ここに泊まるのは万事屋だけだったが、食事はメガネとチャイナも一緒にと近藤さんから言われたようで
二人は毎日来ていた。
怪我をする前の俺は、メシなんか仕事の合間にかき込めば事足りると思っていた。
だがコイツが来て、メガネとチャイナとも一緒にメシを食って、忘れていた食事の楽しさを思い出した。
そういえば、初日に食った羊羹も美味かったな…


「それじゃあ、行くな?」
「ああ…」

風呂敷包みを抱え立ち上がった万事屋を玄関まで見送る。

「また怪我したら呼べよ。」
「るせっ。もう、あんなヘマしねーよ。」
「ハハッ…じゃあな。」
「じゃあな…」

軽く右手を振り、万事屋は自分の家に戻って行く。当然ながら、こちらを振り返ることなどない。
…これでいいんだ。今まで通りの関係に戻るだけ…


万事屋が去った後の部屋はやけに広く、やけに静かで、そしてやけに寒く感じた。

部屋の隅には万事屋が使っていた予備の布団が畳まれて置いてある。
俺はその上にうつ伏せた。
…微かに万事屋の匂いがする。

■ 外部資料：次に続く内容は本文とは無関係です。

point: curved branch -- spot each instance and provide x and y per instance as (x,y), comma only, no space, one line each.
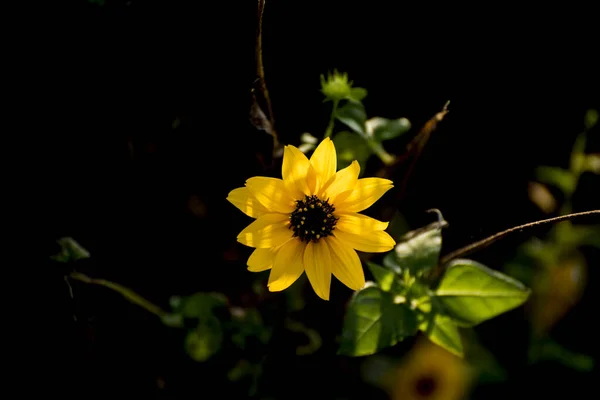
(489,240)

この布団なら、仕事が立て込んでる時でもゆっくり休めそうな気がする…

・・・

・・・

・・・

何考えてんだ俺ァ…。
起き上がり、文机に向かう。それから…

くそっ…普段一人で何していたか全く思い出せねェ。
これまで生きてきた長さを考えれば、万事屋がいたのはほんの僅かな時間。
だが、俺の中ではその「僅か」が「僅か」でなくて…

「くそっ…」

こんなことで心を乱されているようじゃダメだ。難しいだなんだと言い訳してる暇はねェ。